Even if you've made and enjoyed Chinese shrimp dishes at home, you may have noticed that the shrimp you find in restaurant dishes seem plumper, glossier, and all-around tastier than what you turn out in your home kitchen. As it turns out, Chinese restaurants often follow a two-step formula to produce such delightfully plump and delicious shrimp — and luckily, you can easily follow the same formula at home.

Brining, then velveting, is the key to shrimp success

In 1986, a New York Times article instructed readers on how to produce restaurant-quality stir-fried shrimp by brining it. This process helps remove the unpleasant film that coats shrimp, making them taste fresher and cleaner. Serious Eats takes this one step further, and suggests adding 1/4 teaspoon of baking soda per 1 pound of shrimp to the brine. They note that the added alkalinity helps avoid rubberiness and keeps the shrimp succulent when cooking.

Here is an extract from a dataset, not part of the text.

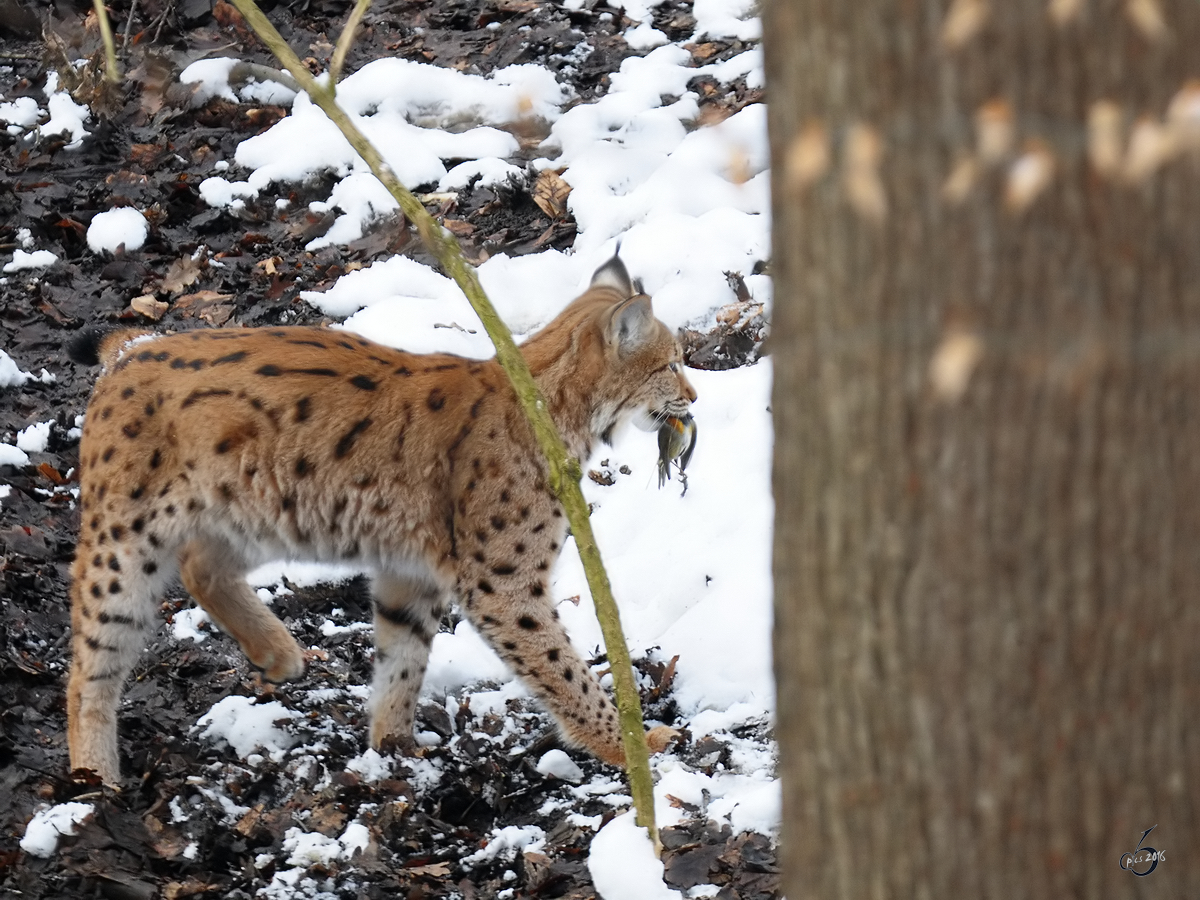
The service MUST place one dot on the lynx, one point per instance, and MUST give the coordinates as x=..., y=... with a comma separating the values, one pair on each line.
x=208, y=453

After a quick brine, the New York Times recommends another step used in Chinese dishes, a technique known as velveting. This consists of marinating the shrimp in a mixture of cornstarch and beaten egg white. The process helps insulate the proteins when cooking, leaving them tender and silky.

After a 15-minute soak in the velveting mix, the shrimp should be partially cooked in peanut oil. After a few seconds, when the shrimp have turned opaque, they should be drained on paper towels, then worked back into the dish later on. So when you're making a Chinese shrimp dish at home, set aside some time to brine and then velvet this delicious seafood.